Abstract

Introduction: The clinical significance of right bundle branch block (RBBB) or bifascicular block (BFB) in the setting of ST-elevation myocardial infarction (STEMI) is uncertain. Informed by studies demonstrating higher rates of complete occlusion of the infarct-related artery in patients presenting with RBBB, the latest guidelines on STEMI management suggest patients with persistent ischemic symptoms and RBBB be considered for emergent coronary angiography. However, there has been little study of the prognostic implication of either RBBB or BFB in the setting of undifferentiated acute chest pain, and even less of the degree of ST-elevation in concomitant RBBB. Methods and Results: A total of 7626 patient encounters presenting to the Baylor St. Luke’s Medical Center between July 2018 and July 2020 with a chief complaint of “chest pain” were identified via electronic health record query.
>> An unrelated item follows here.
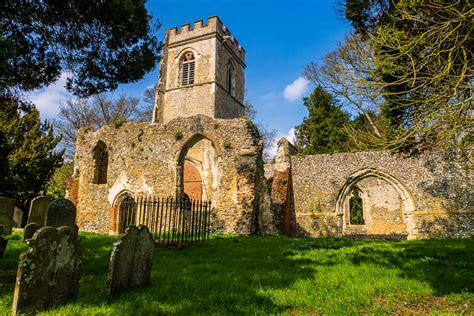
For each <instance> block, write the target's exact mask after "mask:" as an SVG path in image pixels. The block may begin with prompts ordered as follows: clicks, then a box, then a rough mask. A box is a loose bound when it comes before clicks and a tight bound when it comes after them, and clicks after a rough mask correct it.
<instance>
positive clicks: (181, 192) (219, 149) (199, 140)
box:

Of these encounters, 211 (2.8%) patients were found to have RBBB. Of that cohort, 18 (8.5%) presented with acute coronary syndrome, with STEMI accounting for 6 (2.8%), non-STEMI 9 (4.3%), and unstable angina 3 (1.4%). New or presumed new RBBBs were found in 59 (28%) of total RBBB patients, of which only 5 (8.5%) were found to have acute coronary syndrome and only 2 (3.4%) STEMI specifically. Similarly, 90 (42.7%) patients with chest pain and RBBB were found to have a BFB. New or presumed new BFBs were found in 40 (19%) patients, of which only 4 (10%) were also found to have acute coronary syndrome. No patients with new-onset BFB had STEMI. Furthermore, real-time diagnosis of anterior STEMI was complicated in two patients presenting with acute coronary syndrome by the masking of ST elevation in leads V1-3 by concomitant RBBB. Conclusions: In a large cohort of undifferentiated patients who presented with chest pain and RBBB or BFB (regardless if new or presumed new), only a small fraction had acute coronary syndrome, and even fewer STEMI. These data suggest patients with undifferentiated chest pain and RBBB on ECG with clinical suspicion for acute myocardial infarction and any degree of ST-elevation in leads V1-3 be considered for emergent coronary angiography rather than RBBB or BFB without ST-segment elevation.